Cloth-wrapped oxidation of Red Dawn tea leaves
Cloth-wrapped oxidation of Red Dawn tea leaves


Comparing the 2020 and 2021 lot side by side – the 2020 lot is lighter, but has better aromatic sweetness. The 2021 is thicker with a more satisfying mouthfeel. The sweet aromatics are definitely present in 2021, but not as pronounced as the 2020 lot. The younger leaves also have a tendency to be much more astringent that older leaves, but this is muted by the cloth-wrap oxidation and a special “post-roasting” craft (usually used in oolong tea making) which will not only smooth out the rough edges, but bring forth and fine tune cultivar-specific aromas. 

Tea fields in Anxi County, Fujian Province, China
Tea fields in Anxi County, Fujian Province, China


Some might consider these two vintages of tea very similar and they would not be wrong.

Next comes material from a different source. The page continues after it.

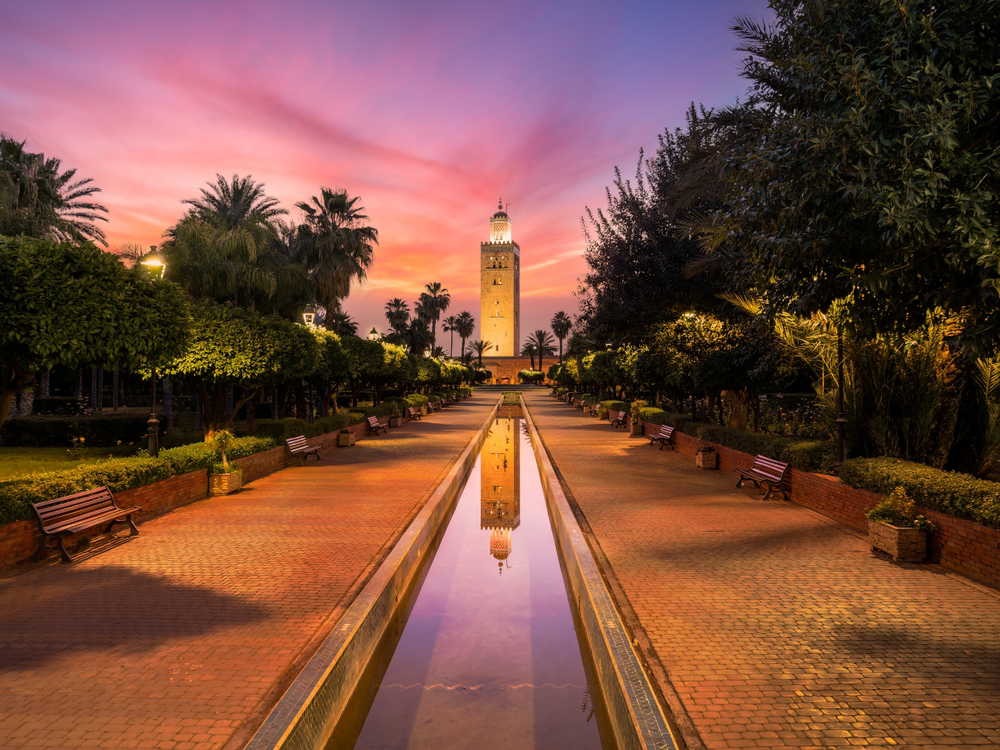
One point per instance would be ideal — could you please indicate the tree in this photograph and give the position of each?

The only significant difference is the calendar year the leaves were picked, but that’s the point. Nothing in nature can be perfectly replicated and the Chinese method of making tea lets nature play its role. The degree to which the differences between lots may be judged as subtle or substantial is determined by the lens through which you’re viewing it. Whether those differences be big or small, it’s our job to notice and point them out as best we can.